The company will also be infusing an additional Rs 18,300 crore in OPAL.
It intends to seek permission to utilise gas from new wells and well interventions in OPAL.
Management expects OPAL to turn profitable from FY25 which is also a positive signal.
However, consolidated estimates may be downgraded somewhat due to the weak performance by OVL and ONGC’s stake in MRPL.
OIL reported better Q2FY24 results in terms Adj.
Ebitda at Rs 2,630 crore, led by higher revenue on higher sales-to-production ratio and lower opex.
Adj. PAT stood at Rs 2,020 crore, with higher other income.
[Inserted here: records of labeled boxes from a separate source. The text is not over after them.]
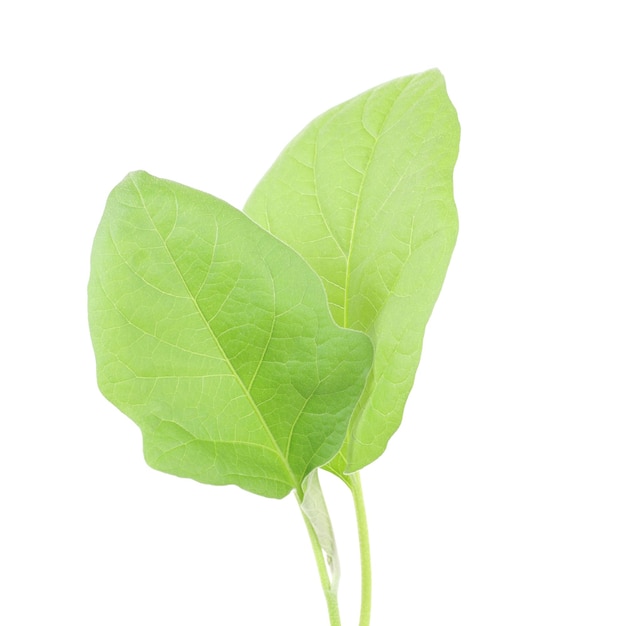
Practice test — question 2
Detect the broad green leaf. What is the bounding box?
[244,70,459,474]
[89,172,372,497]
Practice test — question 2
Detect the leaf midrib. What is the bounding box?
[129,175,299,489]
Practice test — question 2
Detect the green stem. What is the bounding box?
[346,472,372,626]
[296,492,341,626]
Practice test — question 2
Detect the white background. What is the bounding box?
[0,0,626,626]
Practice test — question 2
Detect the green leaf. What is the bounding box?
[244,70,459,474]
[89,172,372,498]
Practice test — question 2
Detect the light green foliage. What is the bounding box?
[244,70,459,475]
[89,172,372,497]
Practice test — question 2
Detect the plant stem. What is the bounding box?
[347,472,372,626]
[296,492,341,626]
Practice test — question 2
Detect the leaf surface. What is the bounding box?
[244,70,459,473]
[89,172,372,497]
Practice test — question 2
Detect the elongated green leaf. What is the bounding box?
[244,70,459,473]
[89,172,372,497]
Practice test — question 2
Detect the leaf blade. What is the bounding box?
[244,70,459,472]
[89,172,371,497]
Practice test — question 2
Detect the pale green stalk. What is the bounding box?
[296,492,341,626]
[346,472,372,626]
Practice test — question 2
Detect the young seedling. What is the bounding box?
[89,70,459,626]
Reported PAT dropped to Rs 330 crore due to a one-time provision of Rs 2,360 crore for GST on royalty.
Consolidated adjusted EPS was up 18 per cent Y-o-Y.
Crude production was in line at 0.83mmt (up 6 per cent Y-o-Y), while gas was at 0.81bcm (down 2 per cent Y-o-Y).
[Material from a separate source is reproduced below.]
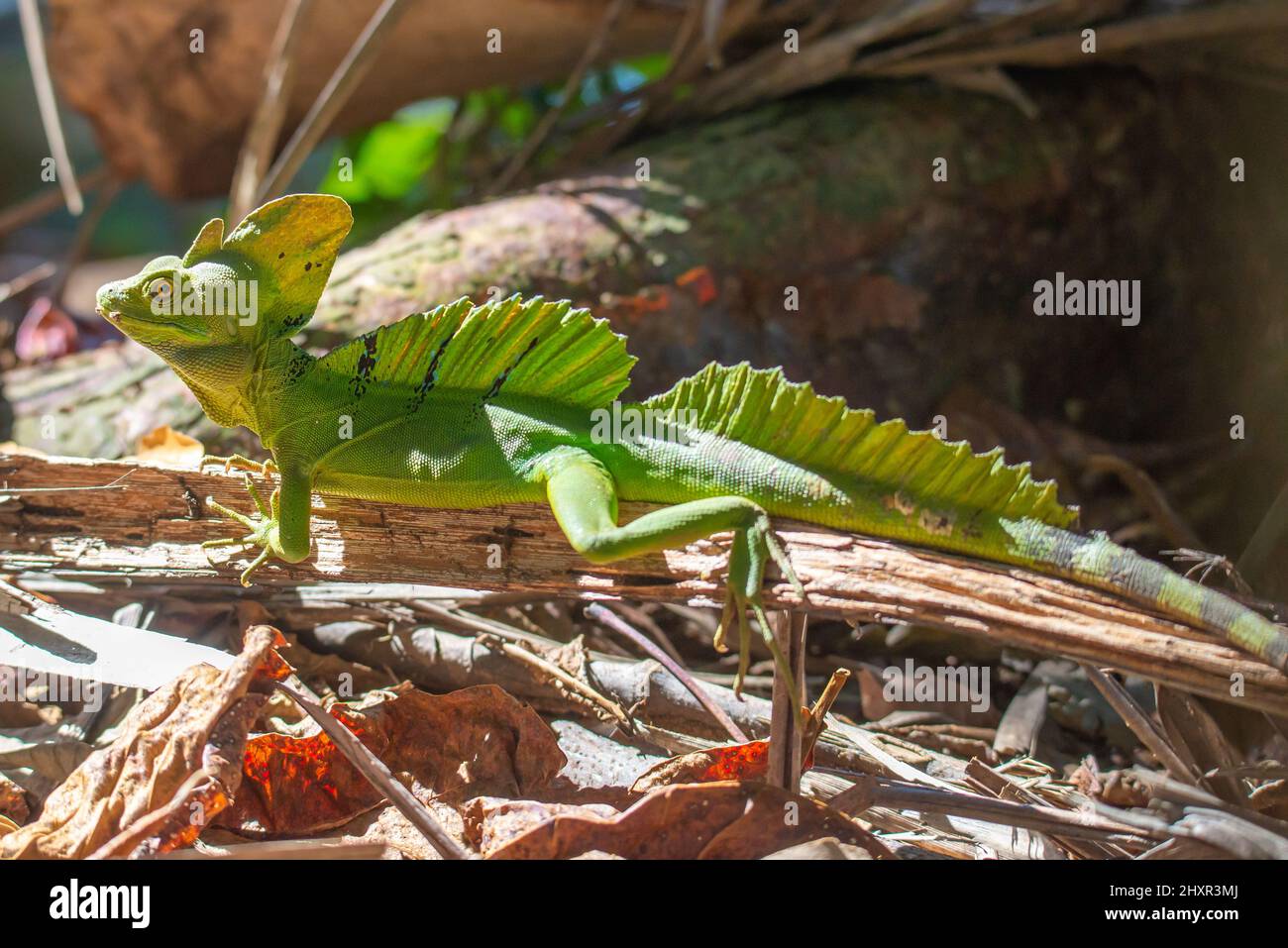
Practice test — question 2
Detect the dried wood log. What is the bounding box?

NRL’s operations resumed post the shutdown; with more than 100 per cent utilisation and basic GRM up to $16.0/bbl in Q2 earnings recovered to Rs 740 crore.
Guidance is for crude production target at 3.5-3.6mmtpa for FY24, while gas could see 2-3 per cent Y-o-Y growth.
Management refrained from guidance beyond FY24 but targets production CAGR of 4-5 per cent for the next 2-3 years. NRL’s recent rights issue covers the equity requirement for expansion.
Out of OIL’s total consolidated capex plan of more than Rs 13,000 crore for FY24, Rs 4,900 is standalone and Rs 8,700 crore for NRL.
Out of the total NRL expansion capex of Rs 28, 000 crore, Rs 13,000 crore has been spent till September 23 end.
The rest is to be incurred by FY25-end. Both stocks look to be undervalued in a scenario where they are getting close to Rs 75/ barrel – the maximum post-windfall tax.